@GITNE Thank you for the excellent feedback and suggestions — they are very helpful for us to keep improving our tools. All your suggestions make sense to me, and some are already on our roadmap
Do not open and establish a separate TCP/HTTPS connection per image file.
Yes, this is going to be my next optimization. It’s going to be some work though as we need to find a way to share HTTP sessions among multiple uploads (also make sure resumes and retries and so on continue to work). I think it very doable and looks promising. Once it’s there, I’d expect uploading to be even more reliable with less connections (or upload workers). cc @boris @nikola.

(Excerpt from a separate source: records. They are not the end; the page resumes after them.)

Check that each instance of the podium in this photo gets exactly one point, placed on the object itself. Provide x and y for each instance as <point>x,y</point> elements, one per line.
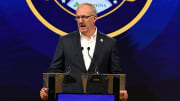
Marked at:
<point>63,83</point>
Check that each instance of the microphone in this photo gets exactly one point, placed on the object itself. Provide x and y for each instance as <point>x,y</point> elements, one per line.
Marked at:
<point>96,67</point>
<point>69,70</point>
<point>82,48</point>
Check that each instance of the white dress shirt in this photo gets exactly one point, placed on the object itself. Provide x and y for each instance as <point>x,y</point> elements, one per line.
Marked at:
<point>85,44</point>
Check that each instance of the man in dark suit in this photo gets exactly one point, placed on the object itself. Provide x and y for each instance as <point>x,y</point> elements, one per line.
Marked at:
<point>76,51</point>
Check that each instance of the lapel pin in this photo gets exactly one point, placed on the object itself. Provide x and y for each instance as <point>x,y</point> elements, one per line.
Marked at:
<point>101,40</point>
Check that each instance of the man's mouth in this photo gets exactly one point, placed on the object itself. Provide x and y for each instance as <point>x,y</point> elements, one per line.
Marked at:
<point>82,25</point>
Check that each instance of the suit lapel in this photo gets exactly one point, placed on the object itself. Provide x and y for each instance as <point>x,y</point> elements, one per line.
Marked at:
<point>98,47</point>
<point>78,50</point>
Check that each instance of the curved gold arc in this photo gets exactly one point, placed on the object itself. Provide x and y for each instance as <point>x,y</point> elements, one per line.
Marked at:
<point>42,20</point>
<point>112,34</point>
<point>133,22</point>
<point>98,17</point>
<point>64,8</point>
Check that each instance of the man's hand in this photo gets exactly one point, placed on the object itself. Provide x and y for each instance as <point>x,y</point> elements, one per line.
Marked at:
<point>44,93</point>
<point>123,95</point>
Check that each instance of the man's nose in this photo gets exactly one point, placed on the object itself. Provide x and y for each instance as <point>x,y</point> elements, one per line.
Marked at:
<point>80,19</point>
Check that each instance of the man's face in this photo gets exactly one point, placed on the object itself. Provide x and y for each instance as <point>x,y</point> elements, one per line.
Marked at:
<point>85,19</point>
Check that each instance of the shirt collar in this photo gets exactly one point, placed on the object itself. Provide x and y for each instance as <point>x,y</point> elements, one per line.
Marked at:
<point>92,37</point>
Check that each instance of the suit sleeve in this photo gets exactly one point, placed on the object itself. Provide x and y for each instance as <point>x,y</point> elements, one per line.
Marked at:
<point>57,65</point>
<point>115,60</point>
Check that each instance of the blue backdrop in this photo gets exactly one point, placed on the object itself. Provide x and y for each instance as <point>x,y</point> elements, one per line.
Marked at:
<point>150,53</point>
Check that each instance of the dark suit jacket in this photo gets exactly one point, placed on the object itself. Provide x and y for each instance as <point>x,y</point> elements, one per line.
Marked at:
<point>69,55</point>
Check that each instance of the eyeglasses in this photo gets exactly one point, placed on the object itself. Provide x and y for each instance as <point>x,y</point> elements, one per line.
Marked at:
<point>82,17</point>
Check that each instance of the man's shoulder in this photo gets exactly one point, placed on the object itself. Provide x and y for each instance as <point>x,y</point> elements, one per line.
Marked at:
<point>104,36</point>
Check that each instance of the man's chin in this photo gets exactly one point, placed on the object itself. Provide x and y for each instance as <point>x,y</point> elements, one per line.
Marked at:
<point>83,30</point>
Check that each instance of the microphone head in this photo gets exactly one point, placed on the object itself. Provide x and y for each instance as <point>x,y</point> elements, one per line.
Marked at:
<point>88,48</point>
<point>82,48</point>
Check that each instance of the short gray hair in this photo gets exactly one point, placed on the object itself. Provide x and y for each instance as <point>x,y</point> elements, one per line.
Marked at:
<point>93,8</point>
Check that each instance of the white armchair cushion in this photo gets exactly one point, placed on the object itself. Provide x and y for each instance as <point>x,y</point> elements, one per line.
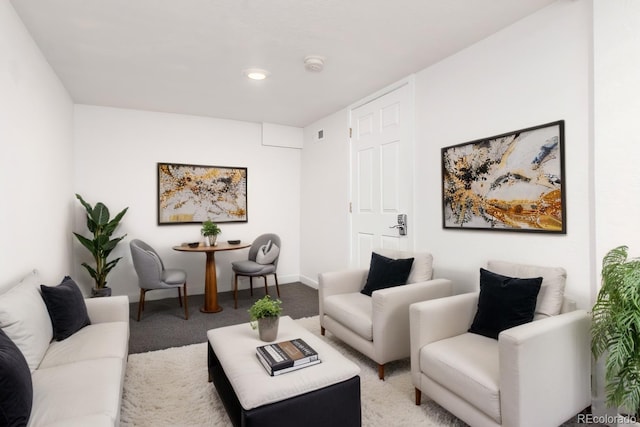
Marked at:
<point>422,268</point>
<point>352,310</point>
<point>468,365</point>
<point>550,297</point>
<point>25,319</point>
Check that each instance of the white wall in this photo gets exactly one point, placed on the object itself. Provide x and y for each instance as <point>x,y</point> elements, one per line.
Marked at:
<point>36,116</point>
<point>117,152</point>
<point>617,125</point>
<point>533,72</point>
<point>616,128</point>
<point>325,198</point>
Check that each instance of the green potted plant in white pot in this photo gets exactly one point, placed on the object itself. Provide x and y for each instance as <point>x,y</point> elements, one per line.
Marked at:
<point>210,231</point>
<point>615,331</point>
<point>265,315</point>
<point>101,226</point>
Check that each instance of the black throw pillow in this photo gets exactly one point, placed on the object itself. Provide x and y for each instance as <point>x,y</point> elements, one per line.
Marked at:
<point>386,272</point>
<point>16,389</point>
<point>504,302</point>
<point>66,307</point>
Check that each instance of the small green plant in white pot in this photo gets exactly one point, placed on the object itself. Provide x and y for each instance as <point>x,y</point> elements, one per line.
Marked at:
<point>265,315</point>
<point>210,231</point>
<point>615,329</point>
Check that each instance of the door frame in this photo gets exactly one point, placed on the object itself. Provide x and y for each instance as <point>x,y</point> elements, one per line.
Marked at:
<point>410,131</point>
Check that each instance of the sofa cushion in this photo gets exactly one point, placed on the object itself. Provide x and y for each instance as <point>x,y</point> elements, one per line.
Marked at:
<point>74,390</point>
<point>386,272</point>
<point>422,267</point>
<point>16,389</point>
<point>468,364</point>
<point>551,295</point>
<point>25,319</point>
<point>91,342</point>
<point>352,310</point>
<point>66,307</point>
<point>504,302</point>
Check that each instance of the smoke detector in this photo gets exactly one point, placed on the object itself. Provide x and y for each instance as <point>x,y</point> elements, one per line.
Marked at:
<point>314,63</point>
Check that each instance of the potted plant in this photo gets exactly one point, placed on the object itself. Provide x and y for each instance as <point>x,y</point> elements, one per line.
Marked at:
<point>265,315</point>
<point>102,228</point>
<point>616,329</point>
<point>210,231</point>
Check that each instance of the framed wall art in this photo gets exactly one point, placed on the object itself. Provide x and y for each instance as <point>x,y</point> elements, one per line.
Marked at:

For example, although I am on a 1 Gbps fiber link, I had to set MAPILLARY_TOOLS_MAX_IMAGE_UPLOAD_WORKERS
to 8
for my machine’s network stack not to get overburdened.
The default # of upload worker 64 is an empirical number from my test environments that starts to saturate the bandwidth. Per your comment it feels not easy to find a constant for all network environments. Let’s see if the Keep-Alive optimization can help us reduce the default # of workers to 32 or 16. If not, we will see if we can find a dynamic way to increase/decrease workers? Another good point to expose the envvar as a CLI param for user to adjust the bandwidth usage.
Orthogonality remains a key design principle for usability and clarity
Yes we are aware of the challenges. In H2 we are planning to improve the CLI’s UI/UX including redesigning these envvars and CLI params. Stay tuned.
Enable the --skip_subfolders
option with the upload
command.
That’s a good point. Let’s leave it for v0.15 as it’s a breaking change.
Unexpectedly, using the --verbose
option on the process
command basically silences output when correlating GPX tracks to images in the final write step.
Good callout. Fixing in the next version.
To make things even simpler, you do not actually need the --desc_path
option with the upload
command.
In some cases, users need to upload just a subset of files extracted in the description JSON file, then upload import_path –desc_path=desc.json
can be useful.